Producer's Notes - Zaina the chill mix - CD Album
I have known Zade for nearly three years. Our relationship goes far beyond the simple equation of producer and artist. I consider us true friends. We have often worked at his family's home in Amman where you can look past the River Jordan and see the lights of Jerusalem at night. I've come to feel as if I am truly part of the Dirani family.
Zade is many things. We should begin the list with his serious academic study of Eastern and Western classical music for eight years at the National Music Conservatory in Amman. His mother Mimi tells me of the countless hours he has dedicated to practice; translating what his mind had learned into a language his fingers could understand. Music is empty, however, without heart and Zade manifests a maturity well beyond his years in composition uncanny in its' range of emotional depth. We have arrived at the place where all greatly talented young musicians meet and it is here that Zade departs from the already winnowed group. Following September 11, 2001, Zade has traveled back and forth across the United States playing house concerts wherever an audience will assemble.
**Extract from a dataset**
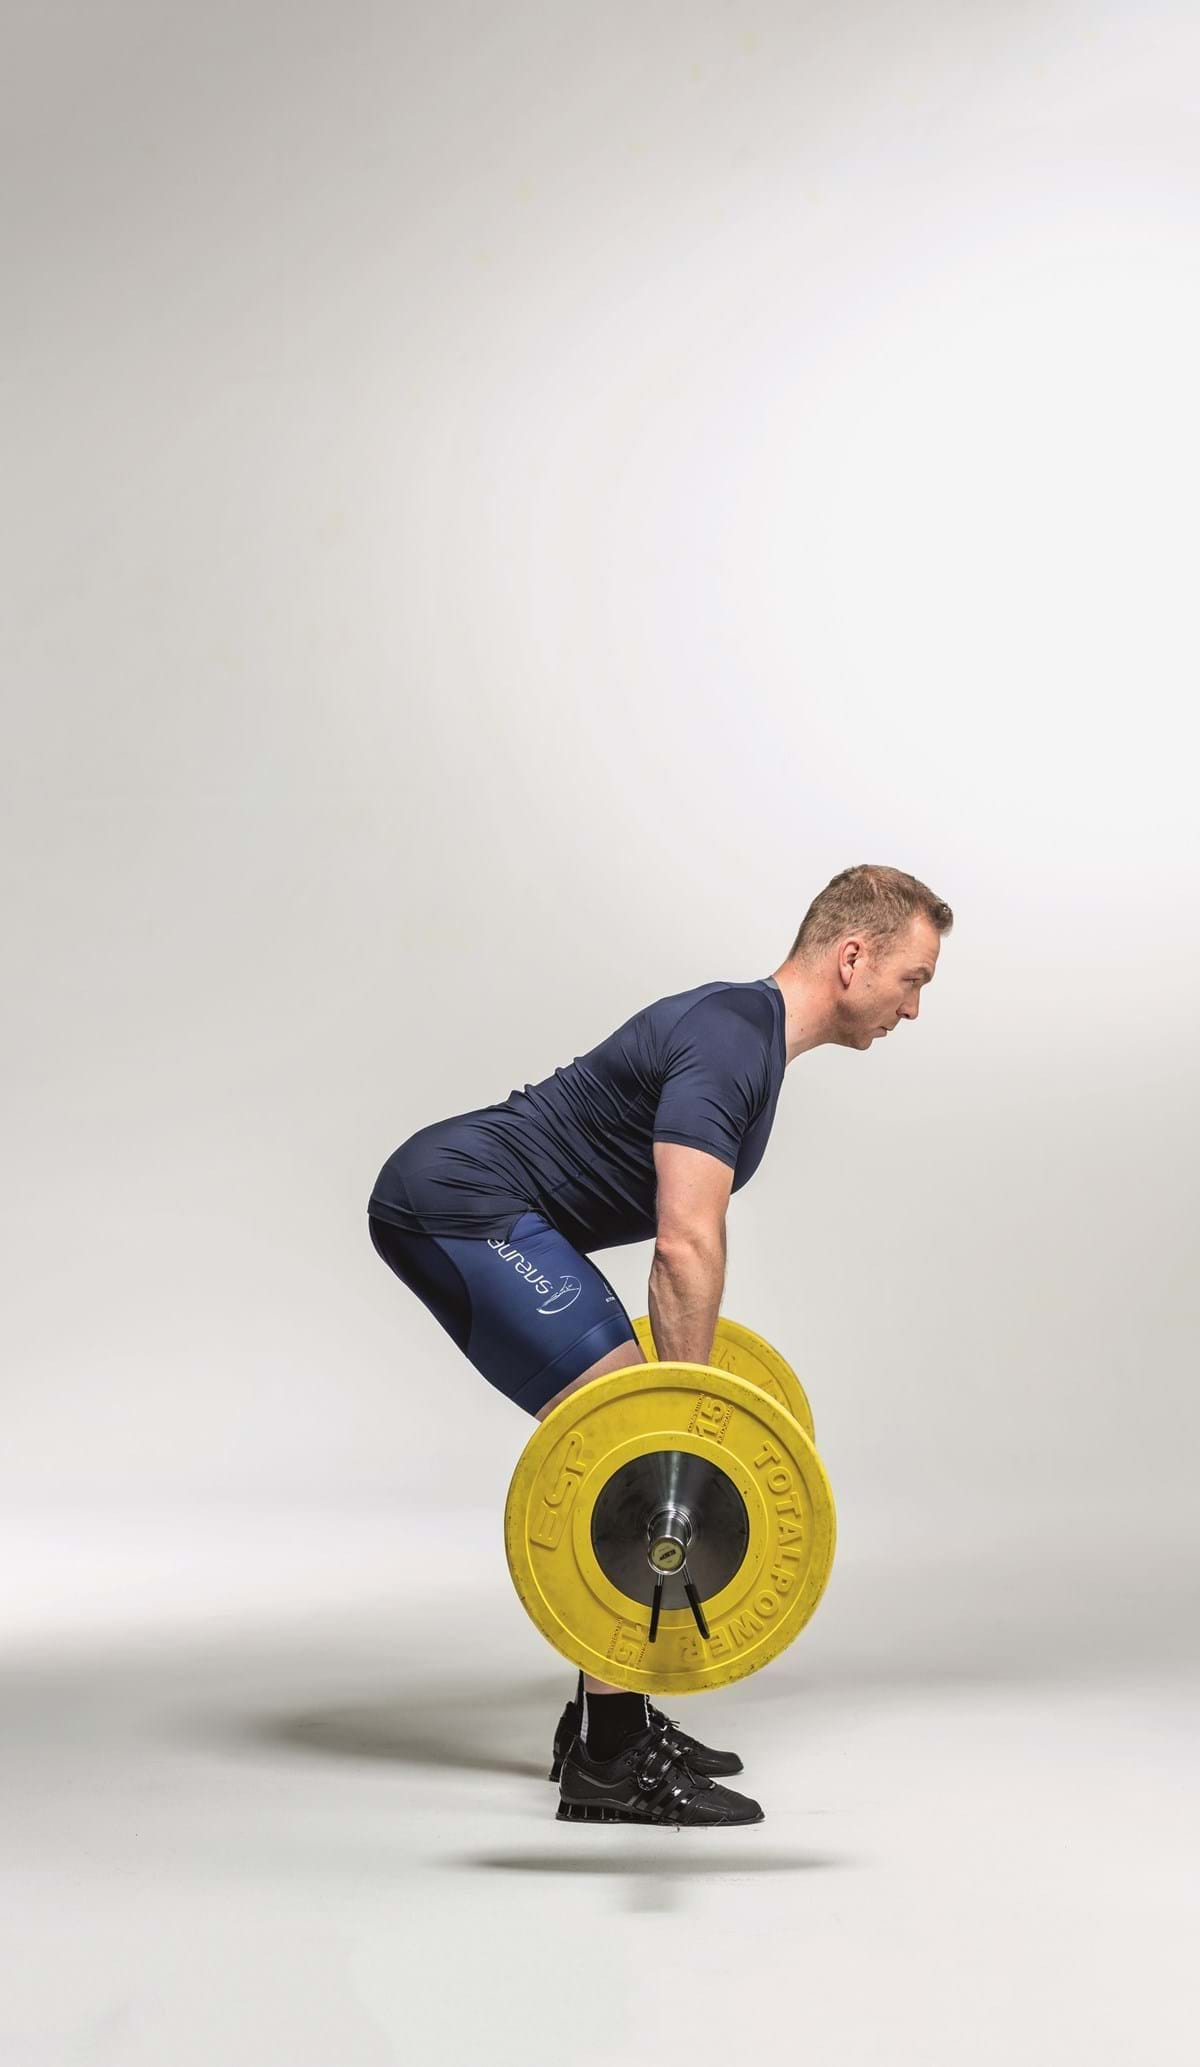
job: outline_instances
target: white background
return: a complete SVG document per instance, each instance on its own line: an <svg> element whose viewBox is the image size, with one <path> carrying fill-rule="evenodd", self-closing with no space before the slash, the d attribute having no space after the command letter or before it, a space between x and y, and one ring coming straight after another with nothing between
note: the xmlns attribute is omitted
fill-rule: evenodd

No one on earth I know of is doing more on such a personal level to try to bridge the chasm of understanding and trust which opened in the seismic shift of that day. He has played in American homes, schools, churches and hospitals. He sometimes plays for 12 people in a living room and feels privileged to do so. This is from a young man who has also been honored to play for Queen Elizabeth in London and Nelson Mandela in Washington, DC. It is sometimes hard to remember that he has achieved all this in just 21 years. Only his fondness for Skittles serves to remind me.